The Fruit Machine

LE FILM THE FRUIT MACHINE – L’HISTOIRE DERRIÈRE LE RÉCIT

L’idée pour ce film est née il y a près de 20 ans, alors que j’étais dans la résidence cossue de George Hartsgrove, à Ottawa. Maintenant un ami, George m’était inconnu lorsque j’ai lu un article dans le journal Ottawa Citizen sur l’ambition qu’il avait de construire la première maison de retraite pour les gais et lesbiennes. L’article a suscité ma curiosité et je me suis demandé si une histoire plus importante ne pourrait pas s’y cacher. J’ai rapidement appris que George avait peur que son idée, trop avant-gardiste, échoue. Les personnes à qui il s’adressait étaient les mêmes que l’on avait condamnés à la clandestinité en matière de sexualité pendant la période de la « trieuse à fruits », des machines à détecter l’homosexualité. Exprimant ses inquiétudes, il a déclaré « Comment pourraient-ils être à l’aise de vivre dans un bâtiment, décoré d’un drapeau arc-en-ciel, en plein cœur du village gai d’Ottawa? » Il faisait référence bien sûr à ce même groupe qui avait autrefois assisté à des soirées privées d’employés gais du gouvernement qui invitaient leurs amis et alliés hétérosexuels pour apprendre à se présenter de façon plus hétéronormative au travail, et ce pour éviter les soupçons, se protéger et ne pas compromettre leurs carrières.
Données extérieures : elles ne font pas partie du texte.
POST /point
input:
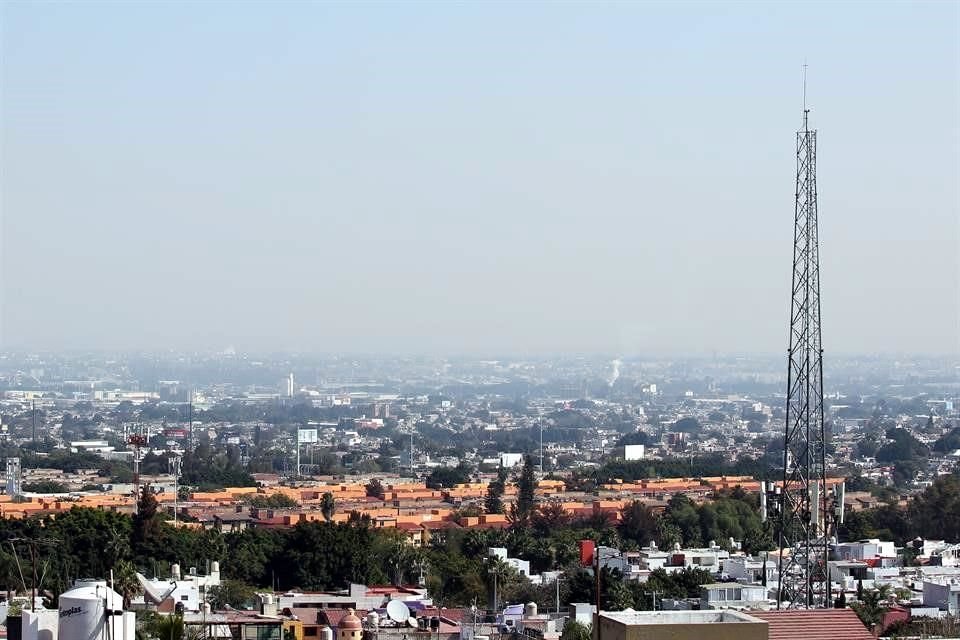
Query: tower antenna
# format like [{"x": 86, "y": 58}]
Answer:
[{"x": 802, "y": 504}]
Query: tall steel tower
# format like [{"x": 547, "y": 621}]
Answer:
[{"x": 803, "y": 516}]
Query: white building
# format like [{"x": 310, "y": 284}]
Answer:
[
  {"x": 865, "y": 549},
  {"x": 722, "y": 595},
  {"x": 750, "y": 570},
  {"x": 942, "y": 594},
  {"x": 511, "y": 460}
]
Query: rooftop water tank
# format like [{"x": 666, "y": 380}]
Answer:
[{"x": 84, "y": 610}]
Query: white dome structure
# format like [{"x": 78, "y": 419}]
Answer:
[{"x": 88, "y": 607}]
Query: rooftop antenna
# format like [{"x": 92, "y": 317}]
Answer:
[
  {"x": 803, "y": 537},
  {"x": 806, "y": 111}
]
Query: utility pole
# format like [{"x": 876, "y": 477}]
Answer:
[{"x": 802, "y": 537}]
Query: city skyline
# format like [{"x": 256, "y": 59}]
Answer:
[{"x": 426, "y": 179}]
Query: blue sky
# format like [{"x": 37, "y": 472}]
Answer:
[{"x": 474, "y": 177}]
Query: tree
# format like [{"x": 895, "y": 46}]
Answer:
[
  {"x": 549, "y": 517},
  {"x": 275, "y": 501},
  {"x": 493, "y": 503},
  {"x": 125, "y": 581},
  {"x": 375, "y": 488},
  {"x": 949, "y": 442},
  {"x": 145, "y": 537},
  {"x": 638, "y": 523},
  {"x": 45, "y": 486},
  {"x": 231, "y": 593},
  {"x": 526, "y": 491},
  {"x": 328, "y": 505},
  {"x": 574, "y": 630},
  {"x": 446, "y": 477},
  {"x": 687, "y": 425},
  {"x": 871, "y": 605}
]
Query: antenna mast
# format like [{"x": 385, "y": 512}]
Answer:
[{"x": 804, "y": 517}]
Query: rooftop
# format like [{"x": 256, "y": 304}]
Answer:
[
  {"x": 814, "y": 624},
  {"x": 678, "y": 617}
]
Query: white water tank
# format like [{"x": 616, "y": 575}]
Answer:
[{"x": 85, "y": 608}]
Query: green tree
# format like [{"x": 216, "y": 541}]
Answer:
[
  {"x": 375, "y": 488},
  {"x": 638, "y": 523},
  {"x": 328, "y": 505},
  {"x": 493, "y": 503},
  {"x": 872, "y": 605},
  {"x": 526, "y": 491},
  {"x": 574, "y": 630},
  {"x": 232, "y": 593},
  {"x": 45, "y": 486},
  {"x": 446, "y": 477}
]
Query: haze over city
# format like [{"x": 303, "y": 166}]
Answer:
[{"x": 474, "y": 179}]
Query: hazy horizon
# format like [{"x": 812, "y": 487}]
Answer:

J’ai quitté cette rencontre avec George, lors de laquelle il m’avait partagé ses inquiétudes, à la fois choquée et intriguée. Des questions ont commencé à me préoccuper. Est-ce que le gouvernement canadien avait réellement construit une machine pour détecter l’homosexualité en vue de l’utiliser contre ses propres employés? A-t-on réellement ordonné aux policiers de faire du profilage contre ces mêmes employés, craignant qu’ils soient ciblés par des espions russes? J’ai commencé à interroger mes amis et mes collègues, à savoir s’ils avaient déjà entendu parler de la « trieuse à fruits ». Personne n’en avait entendu parler; qui plus est, ils n’en revenaient pas. J’ai entamé des recherches préliminaires et j’ai trouvé quelques références en ligne sur un dispositif de détection de l’homosexualité qui pouvait évaluer le stimulus pupillaire lorsqu’une personne était exposée à des images pornographiques homosexuelles. J’ai appris que ce dispositif s’est déjà trouvé dans un laboratoire de l’université Carleton, mais qu’il avait été détruit il y a longtemps. Les renseignements que j’ai découverts semblaient tout droit sortis d’un roman de science-fiction, et non pas de l’histoire canadienne, mais plus j’effectuais de recherches, plus cela s’est défini comme un fait. J’étais abasourdie. Je n’arrivais pas à croire que cette purge avait pris place au Canada, pendant aussi longtemps, et que c’était une partie de l’histoire qui n’avait jamais été racontée, du moins au cinéma.

Deux grands défis se dressaient devant la création de ce film, soit trouver des survivants prêts à s’exprimer et trouver un diffuseur prêt à appuyer le film. Plusieurs obstacles se sont également présentés lorsqu’est venu le temps d’effectuer la recherche : d’innombrables demandes d’accès à l’information bloquées, la GRC et la police militaire qui ont refusé de me parler et des survivants, difficiles à trouver avant l’ère des médias sociaux, qui avaient trop peur de nous parler. Le financement du projet n’a pas été facile à trouver non plus. J’ai abordé quelques diffuseurs qui m’ont dit que c’était une histoire extraordinaire, mais qui n’était pas prête à voir le jour.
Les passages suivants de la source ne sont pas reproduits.